Conventional wells dominated 96.4% of the 2025 value, yet unconventional pilots are forecast to grow 8.7% a year as the PIA streamlines hydraulic-fracturing permits. Chevron’s multilateral designs in Nsiko cut development cost per barrel by 30% and validate the economic logic of tight-sand deep-water exploitation. TotalEnergies’ Ikike aims to unlock 500 million boe from tight reservoirs, marking the first large-scale fracture-stimulated deep-water system in the Nigerian upstream oil and gas market.

Conventional acreage benefits from legacy infrastructure and low USD 12-18 per-barrel lifting costs, but productivity is sliding; average well rates declined to 1,400 b/d in 2024. Operators are piloting polymer flooding and CO₂ injection that could raise recovery factors to 40%. With only three unconventional pilots online today, the 2026-28 cohort of FIDs will be pivotal for scaling. Should commercial success materialize, the Nigerian upstream oil and gas market could witness a structural pivot similar to the U.S. shale inflection of the 2010s.

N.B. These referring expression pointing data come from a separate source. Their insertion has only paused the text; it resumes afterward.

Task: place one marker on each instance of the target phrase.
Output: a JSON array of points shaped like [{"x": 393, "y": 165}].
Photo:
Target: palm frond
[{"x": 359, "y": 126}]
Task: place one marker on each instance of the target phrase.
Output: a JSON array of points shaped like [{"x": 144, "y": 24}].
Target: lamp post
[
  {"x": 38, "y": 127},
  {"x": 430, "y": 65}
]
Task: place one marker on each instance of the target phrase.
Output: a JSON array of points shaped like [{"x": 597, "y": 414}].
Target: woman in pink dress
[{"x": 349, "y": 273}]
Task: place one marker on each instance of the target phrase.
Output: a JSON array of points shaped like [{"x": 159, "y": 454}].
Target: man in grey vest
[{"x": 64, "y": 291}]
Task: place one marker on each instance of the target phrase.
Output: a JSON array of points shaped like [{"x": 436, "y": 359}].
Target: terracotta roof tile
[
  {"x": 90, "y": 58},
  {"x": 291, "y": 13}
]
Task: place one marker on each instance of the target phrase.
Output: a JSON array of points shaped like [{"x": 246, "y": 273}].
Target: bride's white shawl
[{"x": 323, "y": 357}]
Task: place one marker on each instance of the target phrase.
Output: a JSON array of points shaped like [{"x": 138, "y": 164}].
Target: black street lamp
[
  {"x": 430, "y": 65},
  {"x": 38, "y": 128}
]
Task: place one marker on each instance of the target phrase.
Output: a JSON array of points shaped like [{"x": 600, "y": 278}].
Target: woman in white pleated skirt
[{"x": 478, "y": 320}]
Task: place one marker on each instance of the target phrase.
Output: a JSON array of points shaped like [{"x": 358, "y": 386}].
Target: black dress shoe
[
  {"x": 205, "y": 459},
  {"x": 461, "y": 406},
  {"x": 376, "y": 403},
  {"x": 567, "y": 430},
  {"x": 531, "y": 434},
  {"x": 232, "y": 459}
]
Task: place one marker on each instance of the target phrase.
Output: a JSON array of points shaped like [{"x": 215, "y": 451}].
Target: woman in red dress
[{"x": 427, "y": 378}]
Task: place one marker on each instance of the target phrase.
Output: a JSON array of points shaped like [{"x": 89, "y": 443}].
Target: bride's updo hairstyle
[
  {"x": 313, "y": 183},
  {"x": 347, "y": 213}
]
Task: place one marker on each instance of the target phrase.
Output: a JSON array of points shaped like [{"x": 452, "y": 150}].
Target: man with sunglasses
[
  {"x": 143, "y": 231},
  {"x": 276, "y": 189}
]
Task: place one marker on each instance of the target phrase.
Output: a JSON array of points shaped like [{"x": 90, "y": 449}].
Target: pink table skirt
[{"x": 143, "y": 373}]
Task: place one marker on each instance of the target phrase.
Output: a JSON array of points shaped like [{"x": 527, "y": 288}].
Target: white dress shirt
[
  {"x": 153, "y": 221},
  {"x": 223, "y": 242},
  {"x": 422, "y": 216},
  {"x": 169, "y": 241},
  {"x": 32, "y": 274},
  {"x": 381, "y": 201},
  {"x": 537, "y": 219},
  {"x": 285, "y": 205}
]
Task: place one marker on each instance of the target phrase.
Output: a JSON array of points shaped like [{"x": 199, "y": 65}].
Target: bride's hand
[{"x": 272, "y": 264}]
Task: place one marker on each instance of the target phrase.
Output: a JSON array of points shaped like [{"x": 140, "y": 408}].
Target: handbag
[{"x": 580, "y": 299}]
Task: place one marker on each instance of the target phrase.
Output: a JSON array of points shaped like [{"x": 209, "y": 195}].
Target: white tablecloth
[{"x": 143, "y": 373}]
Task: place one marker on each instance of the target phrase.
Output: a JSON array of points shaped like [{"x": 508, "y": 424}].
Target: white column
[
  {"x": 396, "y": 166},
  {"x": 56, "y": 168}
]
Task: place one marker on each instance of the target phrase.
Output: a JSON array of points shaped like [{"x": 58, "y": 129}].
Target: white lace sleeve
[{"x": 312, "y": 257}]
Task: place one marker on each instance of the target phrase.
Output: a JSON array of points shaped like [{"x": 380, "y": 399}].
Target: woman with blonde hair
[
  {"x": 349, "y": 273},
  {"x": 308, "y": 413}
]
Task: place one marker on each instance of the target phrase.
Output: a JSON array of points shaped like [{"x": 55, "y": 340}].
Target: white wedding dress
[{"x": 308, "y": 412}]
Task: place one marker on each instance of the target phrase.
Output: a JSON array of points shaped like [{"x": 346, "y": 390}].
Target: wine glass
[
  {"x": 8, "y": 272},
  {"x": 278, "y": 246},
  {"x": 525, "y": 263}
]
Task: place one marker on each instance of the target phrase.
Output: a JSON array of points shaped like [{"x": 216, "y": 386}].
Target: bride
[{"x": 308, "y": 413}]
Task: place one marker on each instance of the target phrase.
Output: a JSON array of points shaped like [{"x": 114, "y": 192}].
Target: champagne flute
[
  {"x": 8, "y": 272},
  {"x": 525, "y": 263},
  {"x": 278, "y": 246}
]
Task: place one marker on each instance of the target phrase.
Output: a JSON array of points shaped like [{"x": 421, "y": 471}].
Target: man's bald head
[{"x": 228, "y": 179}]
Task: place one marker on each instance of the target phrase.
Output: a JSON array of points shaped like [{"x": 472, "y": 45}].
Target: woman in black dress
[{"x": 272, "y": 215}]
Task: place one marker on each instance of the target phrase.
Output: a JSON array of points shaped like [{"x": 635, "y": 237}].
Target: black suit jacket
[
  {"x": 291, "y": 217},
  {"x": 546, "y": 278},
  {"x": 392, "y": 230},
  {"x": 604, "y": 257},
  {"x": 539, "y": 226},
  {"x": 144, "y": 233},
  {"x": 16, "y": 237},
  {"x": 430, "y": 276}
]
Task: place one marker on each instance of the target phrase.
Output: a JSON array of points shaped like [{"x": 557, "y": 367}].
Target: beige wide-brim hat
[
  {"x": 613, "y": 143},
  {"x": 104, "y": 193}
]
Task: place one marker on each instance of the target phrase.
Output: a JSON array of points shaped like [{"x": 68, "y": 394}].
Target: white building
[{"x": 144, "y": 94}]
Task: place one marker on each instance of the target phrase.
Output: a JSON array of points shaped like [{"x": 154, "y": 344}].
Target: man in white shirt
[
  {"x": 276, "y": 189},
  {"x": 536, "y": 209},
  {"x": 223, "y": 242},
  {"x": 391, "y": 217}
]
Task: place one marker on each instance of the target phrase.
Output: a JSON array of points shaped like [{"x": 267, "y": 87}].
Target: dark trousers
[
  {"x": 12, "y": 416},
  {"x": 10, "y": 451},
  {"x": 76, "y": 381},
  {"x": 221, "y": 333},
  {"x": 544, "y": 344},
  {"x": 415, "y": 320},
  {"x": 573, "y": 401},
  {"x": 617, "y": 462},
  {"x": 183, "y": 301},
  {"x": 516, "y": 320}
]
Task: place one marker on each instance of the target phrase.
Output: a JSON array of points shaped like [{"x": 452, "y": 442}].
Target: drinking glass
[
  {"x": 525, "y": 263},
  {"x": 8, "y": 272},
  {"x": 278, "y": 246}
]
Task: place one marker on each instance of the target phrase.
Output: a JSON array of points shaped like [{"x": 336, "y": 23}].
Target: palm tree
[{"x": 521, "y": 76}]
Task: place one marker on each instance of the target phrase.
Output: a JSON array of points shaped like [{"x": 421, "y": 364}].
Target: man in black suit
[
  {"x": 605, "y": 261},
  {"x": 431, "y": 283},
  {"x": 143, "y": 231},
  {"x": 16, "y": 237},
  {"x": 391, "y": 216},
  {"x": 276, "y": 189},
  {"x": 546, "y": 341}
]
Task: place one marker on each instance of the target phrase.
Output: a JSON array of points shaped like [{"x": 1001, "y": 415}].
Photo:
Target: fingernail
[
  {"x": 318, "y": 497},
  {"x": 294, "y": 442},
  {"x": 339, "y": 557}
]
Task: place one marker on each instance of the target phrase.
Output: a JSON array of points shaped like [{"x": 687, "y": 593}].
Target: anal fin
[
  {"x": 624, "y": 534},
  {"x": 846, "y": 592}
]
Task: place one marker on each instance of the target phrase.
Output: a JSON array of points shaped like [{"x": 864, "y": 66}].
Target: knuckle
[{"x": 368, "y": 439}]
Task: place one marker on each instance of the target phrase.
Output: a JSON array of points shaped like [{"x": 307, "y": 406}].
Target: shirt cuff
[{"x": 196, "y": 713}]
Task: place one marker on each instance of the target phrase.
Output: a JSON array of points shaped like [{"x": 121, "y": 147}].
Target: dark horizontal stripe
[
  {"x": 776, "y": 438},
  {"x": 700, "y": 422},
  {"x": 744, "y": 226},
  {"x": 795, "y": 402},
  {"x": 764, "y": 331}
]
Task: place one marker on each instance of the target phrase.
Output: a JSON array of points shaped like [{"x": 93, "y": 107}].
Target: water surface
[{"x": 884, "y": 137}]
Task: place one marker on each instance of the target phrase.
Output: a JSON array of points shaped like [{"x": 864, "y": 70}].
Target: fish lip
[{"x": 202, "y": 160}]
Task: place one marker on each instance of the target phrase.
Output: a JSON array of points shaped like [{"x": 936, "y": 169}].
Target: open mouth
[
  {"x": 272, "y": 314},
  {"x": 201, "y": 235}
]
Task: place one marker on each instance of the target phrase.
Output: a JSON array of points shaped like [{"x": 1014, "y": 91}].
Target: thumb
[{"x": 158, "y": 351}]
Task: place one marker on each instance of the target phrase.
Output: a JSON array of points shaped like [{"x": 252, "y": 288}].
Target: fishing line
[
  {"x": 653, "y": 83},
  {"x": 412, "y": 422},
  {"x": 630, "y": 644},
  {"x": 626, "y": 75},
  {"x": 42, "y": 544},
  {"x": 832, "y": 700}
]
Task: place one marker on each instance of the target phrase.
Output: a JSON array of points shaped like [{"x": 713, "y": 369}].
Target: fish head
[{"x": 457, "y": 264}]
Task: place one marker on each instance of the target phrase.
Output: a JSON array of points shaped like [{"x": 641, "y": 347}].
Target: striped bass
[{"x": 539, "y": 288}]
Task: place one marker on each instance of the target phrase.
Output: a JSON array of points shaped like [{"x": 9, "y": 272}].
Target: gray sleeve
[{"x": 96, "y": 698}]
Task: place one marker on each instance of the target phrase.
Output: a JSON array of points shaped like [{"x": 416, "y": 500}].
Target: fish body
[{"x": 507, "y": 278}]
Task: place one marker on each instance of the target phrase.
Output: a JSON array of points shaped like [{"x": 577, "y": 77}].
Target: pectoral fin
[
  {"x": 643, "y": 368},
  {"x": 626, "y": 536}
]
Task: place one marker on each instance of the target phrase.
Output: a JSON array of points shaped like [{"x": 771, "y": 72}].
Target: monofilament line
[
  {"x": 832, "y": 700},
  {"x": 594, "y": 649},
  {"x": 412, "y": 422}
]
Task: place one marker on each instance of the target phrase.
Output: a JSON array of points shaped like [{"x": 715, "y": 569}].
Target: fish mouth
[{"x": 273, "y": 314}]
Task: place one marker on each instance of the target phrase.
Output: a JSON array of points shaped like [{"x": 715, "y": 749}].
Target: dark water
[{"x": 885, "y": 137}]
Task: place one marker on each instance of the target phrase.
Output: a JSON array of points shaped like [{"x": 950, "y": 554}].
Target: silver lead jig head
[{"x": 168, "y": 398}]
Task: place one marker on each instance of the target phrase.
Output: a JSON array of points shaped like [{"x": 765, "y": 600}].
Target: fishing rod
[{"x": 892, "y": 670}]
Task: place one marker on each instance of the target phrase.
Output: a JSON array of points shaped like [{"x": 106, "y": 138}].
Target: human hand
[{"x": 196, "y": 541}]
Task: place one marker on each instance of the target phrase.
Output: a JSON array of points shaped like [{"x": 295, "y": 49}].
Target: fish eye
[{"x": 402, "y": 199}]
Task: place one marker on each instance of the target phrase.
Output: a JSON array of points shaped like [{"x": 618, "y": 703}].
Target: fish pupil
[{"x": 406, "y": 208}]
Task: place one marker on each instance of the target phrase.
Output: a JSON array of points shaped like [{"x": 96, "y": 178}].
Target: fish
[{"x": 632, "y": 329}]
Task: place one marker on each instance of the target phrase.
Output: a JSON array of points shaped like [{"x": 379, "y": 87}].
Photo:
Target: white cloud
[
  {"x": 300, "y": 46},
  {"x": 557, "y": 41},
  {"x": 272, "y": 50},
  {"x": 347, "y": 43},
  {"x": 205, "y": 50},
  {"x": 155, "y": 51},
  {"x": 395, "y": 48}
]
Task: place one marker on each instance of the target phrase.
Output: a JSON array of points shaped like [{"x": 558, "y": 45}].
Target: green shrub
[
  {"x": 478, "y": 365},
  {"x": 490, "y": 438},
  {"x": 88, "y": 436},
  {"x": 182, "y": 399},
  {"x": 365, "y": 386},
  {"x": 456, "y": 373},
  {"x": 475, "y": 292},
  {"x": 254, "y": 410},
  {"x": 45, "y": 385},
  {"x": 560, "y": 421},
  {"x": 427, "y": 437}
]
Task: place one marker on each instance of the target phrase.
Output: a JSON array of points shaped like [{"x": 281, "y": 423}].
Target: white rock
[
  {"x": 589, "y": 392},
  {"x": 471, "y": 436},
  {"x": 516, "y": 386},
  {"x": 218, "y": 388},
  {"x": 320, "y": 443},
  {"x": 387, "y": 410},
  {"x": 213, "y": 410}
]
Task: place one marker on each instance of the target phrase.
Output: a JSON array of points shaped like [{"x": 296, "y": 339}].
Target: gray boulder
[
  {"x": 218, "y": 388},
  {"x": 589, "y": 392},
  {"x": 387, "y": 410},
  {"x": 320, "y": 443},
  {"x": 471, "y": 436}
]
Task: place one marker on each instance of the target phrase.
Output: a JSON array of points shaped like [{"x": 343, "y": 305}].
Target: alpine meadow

By Service: Decommissioning Surge Outpaces Exploration

Development and production made up 59.9% of 2025 spend as brownfield tie-backs in Bonga, Egina, and Erha overshadowed frontier wildcats. Decommissioning outlays are projected to climb 7.9% annually through 2031 because 87 offshore platforms and 340 onshore heads enter retirement. Operators must pre-fund 120% of estimated abandonment cost over the last 10 years of field life, straining balance-sheets of asset buyers such as Seplat, which booked USD 320 million of provisions, 25% of its purchase price, in 2024.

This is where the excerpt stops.